Suzan despised the Families. They did not regard Big Man and the other relics as monuments to be venerated, pondered upon, or be inspired by – they did not regard them at all. They let legends fade to obscurity and knew nothing of the universe or the glorious Imperium of Man. They cared only for vegetables, dirt, and procreation. Each generation was a step closer to utter barbarism.

Of course, existence was hard. There was no room for any consideration but survival. What’s more, the Families hadn’t the benefit of a millennia-old ghost of a Titan’s princeps to educate them. But that was beside the point, wasn’t it? The Families had no desire for betterment, only continued existence. And Suzan discovered early in life that alluding to a spirit-voice that spoke to her on Big Man’s bridge did little for her esteem.

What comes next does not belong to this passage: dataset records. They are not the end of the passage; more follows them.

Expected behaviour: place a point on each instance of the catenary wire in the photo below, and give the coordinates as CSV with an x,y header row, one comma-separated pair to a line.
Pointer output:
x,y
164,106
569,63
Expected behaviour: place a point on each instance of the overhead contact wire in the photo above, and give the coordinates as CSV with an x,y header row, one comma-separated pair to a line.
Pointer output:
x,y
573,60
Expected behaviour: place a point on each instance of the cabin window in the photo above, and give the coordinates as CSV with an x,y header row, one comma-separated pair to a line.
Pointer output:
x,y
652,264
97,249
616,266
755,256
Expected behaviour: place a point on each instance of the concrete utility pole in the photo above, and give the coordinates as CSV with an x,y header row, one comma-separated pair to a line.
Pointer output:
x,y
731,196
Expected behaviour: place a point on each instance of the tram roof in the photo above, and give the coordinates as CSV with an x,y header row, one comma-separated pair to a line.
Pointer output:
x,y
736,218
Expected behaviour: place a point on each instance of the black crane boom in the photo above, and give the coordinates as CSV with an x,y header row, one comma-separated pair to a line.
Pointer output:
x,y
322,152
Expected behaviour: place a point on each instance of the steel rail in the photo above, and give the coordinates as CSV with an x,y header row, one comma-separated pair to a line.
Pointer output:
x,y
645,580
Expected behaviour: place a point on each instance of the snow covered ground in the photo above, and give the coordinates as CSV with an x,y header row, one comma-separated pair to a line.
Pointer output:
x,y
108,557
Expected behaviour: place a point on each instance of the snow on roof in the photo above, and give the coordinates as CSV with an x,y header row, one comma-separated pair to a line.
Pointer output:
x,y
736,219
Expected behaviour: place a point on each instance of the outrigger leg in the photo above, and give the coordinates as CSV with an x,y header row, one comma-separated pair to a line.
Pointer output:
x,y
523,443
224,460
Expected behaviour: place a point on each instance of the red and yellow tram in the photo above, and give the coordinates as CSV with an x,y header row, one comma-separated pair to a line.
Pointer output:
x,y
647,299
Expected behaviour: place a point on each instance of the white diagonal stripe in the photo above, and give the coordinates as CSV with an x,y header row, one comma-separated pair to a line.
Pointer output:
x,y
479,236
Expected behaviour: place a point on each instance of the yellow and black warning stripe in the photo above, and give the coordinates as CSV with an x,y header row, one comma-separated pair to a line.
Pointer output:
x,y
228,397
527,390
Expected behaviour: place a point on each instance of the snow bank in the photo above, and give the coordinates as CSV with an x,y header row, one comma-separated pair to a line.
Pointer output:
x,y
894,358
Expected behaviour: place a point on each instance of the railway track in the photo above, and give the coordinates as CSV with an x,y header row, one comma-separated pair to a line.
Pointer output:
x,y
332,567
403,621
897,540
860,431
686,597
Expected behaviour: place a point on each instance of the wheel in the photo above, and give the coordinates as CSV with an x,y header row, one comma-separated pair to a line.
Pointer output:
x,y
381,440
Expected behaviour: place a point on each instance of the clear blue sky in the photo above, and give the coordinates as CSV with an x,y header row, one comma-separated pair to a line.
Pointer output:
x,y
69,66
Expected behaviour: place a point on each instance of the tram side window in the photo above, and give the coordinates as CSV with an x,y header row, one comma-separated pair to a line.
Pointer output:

As a consequence of her disgust and the alienation she felt, Suzan, at thirteen, had left her parent’s hovel –as ignorant as the rest, they had never understood their daughter, and were doubtless relieved to see her go– and made her home in a half-buried bunker behind Big Man, where Town was invisible. Better to brave the cold alone than be party to the Families’ impudence.

So she considered it fortunate, as she gazed loathingly at Town, that, to reach Big Man’s bridge (traditional residence of the Families’ chief since Abandonment), she did not have to climb through the layers of screaming whelps, arguing and copulating couples, or roiling, stinking steam from the myriad of cooking pots–access to the Titan’s interior was via a wrist hatch.

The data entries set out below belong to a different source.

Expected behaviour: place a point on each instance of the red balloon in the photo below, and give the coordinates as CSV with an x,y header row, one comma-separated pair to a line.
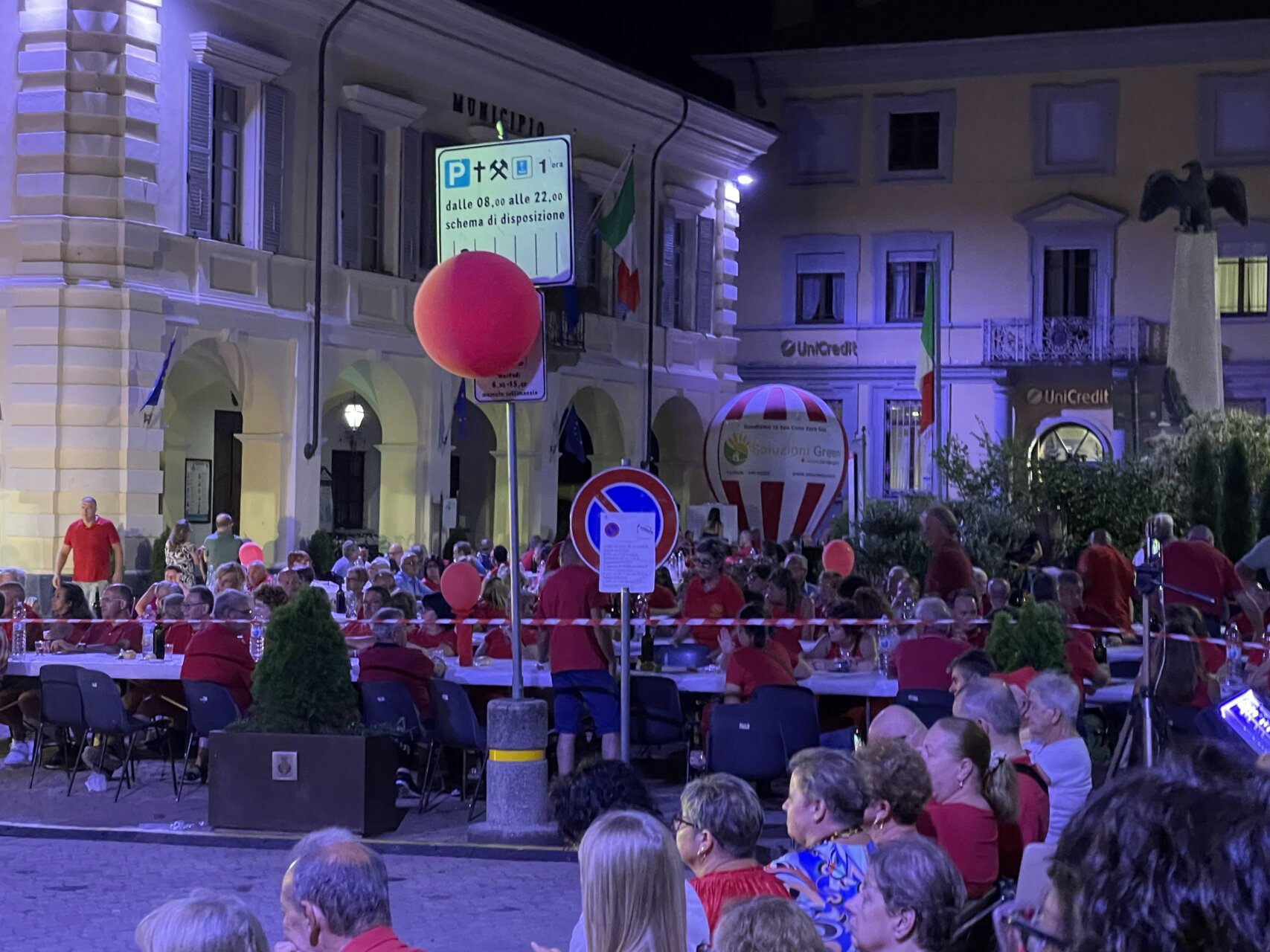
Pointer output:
x,y
460,587
838,558
476,314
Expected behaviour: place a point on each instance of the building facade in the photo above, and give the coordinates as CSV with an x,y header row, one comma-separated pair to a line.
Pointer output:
x,y
1001,179
158,194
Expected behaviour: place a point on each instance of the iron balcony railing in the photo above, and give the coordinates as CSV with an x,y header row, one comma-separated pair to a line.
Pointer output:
x,y
1070,341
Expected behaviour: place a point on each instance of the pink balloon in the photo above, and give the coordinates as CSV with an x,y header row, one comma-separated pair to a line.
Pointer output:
x,y
476,314
780,456
838,556
460,587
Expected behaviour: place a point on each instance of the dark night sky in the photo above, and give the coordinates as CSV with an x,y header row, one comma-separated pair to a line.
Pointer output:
x,y
661,37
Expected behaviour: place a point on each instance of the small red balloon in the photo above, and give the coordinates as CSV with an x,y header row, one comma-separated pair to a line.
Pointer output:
x,y
460,587
838,558
476,314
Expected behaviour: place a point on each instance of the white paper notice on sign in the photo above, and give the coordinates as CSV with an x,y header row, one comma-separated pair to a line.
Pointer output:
x,y
628,551
525,382
513,199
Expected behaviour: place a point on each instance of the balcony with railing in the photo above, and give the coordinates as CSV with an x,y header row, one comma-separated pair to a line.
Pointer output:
x,y
1072,341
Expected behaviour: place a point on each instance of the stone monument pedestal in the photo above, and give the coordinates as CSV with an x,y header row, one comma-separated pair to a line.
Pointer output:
x,y
1194,329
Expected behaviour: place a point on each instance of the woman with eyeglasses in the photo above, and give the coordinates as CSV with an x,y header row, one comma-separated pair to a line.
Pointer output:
x,y
716,832
908,901
975,791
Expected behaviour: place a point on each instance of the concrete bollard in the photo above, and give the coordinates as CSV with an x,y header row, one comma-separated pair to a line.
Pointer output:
x,y
516,785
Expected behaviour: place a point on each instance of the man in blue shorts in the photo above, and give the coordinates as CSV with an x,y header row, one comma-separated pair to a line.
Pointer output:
x,y
580,657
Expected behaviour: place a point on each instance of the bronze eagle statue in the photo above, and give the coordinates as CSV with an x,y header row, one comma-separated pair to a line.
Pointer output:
x,y
1194,197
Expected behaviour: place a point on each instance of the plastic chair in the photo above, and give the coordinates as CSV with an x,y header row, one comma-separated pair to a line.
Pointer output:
x,y
456,727
747,743
386,704
60,706
211,709
793,707
927,704
686,655
657,714
106,718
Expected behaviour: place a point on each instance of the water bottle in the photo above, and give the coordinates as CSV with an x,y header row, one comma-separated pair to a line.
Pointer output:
x,y
255,644
887,640
147,630
19,630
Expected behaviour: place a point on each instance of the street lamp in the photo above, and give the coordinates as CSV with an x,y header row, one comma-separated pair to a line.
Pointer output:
x,y
353,415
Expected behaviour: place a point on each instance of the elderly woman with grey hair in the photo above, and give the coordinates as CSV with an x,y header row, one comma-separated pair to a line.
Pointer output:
x,y
910,900
824,815
201,922
716,831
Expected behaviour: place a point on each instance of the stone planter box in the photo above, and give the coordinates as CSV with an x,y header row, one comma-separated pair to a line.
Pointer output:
x,y
301,782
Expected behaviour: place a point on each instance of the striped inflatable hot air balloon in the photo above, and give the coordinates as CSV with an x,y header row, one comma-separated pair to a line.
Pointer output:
x,y
779,454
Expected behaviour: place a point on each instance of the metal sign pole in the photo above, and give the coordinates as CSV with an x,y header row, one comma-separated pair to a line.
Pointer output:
x,y
626,675
515,553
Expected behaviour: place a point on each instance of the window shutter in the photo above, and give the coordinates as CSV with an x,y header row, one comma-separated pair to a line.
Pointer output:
x,y
705,276
350,190
432,141
411,206
583,203
667,316
275,111
199,174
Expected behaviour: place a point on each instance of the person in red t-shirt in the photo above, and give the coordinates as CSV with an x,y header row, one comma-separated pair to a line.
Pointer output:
x,y
709,594
580,657
949,567
990,704
716,833
217,653
1196,565
1109,579
93,540
391,659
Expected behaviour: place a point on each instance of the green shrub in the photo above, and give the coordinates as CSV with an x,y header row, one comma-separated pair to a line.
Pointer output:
x,y
1236,501
1036,639
321,550
303,682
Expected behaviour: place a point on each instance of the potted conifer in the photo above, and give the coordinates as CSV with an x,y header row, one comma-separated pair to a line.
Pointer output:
x,y
301,759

Unfortunately, however, Big Man’s splayed fingers delineated the community’s four annually-rotated cess pits.


Suzan gazed through the wide, mullioned lens of Big Man’s left eye. The view from this height on a clear day was astounding – a vista of low hills encircling the vast vehicular graveyard that was Battlefield.

An angry, but muffled cawing sounded from outside, and a ragged black shape briefly fluttered into view – the corvines were squabbling again. She smiled contentedly. How often had she stood here? Along with Osee’s voice, and Big Man himself, this view was one of her earliest memories and had become a familiar constant in her life.

Loud snores erupted from a pile of musty furs behind her. She laced up the final few holes of her bodice. Asleep at last. ++Oh captain, my captain?++

Osee’s presence flowered within her mind. ++It is despicable that you must endure his lusts.++

She sighed – such an old argument. ++How else would I be allowed up here? I am no longer the amusing child to be petted and indulged… And I am no cook.++

++Nevertheless. It is barbaric that any should prostitute themselves so. That one so young… Well, in a civilised society –++

++It would doubtless be occurring clandestinely,++ she interrupted. ++Osee, I don’t want to fight. We have more important things to discuss.++

++The Rust People.++

++You were listening?++

++Until he began to fondle you, yes.++

Her meeting with Prince Epps had not gone well, much as she expected. She had entered the bridge to find the Families’ chief at dice with his cronies, and had made the mistake of trying to discuss the frost-portended attacks in front of them. The result, of course, was ridicule and belittlement – Epps could not be seen to seriously consider a female’s words. Her presence was twisted into a thin cover for her obvious desire for her chief, and the cronies ordered from the bridge to allow Prince Epps to perform his duties.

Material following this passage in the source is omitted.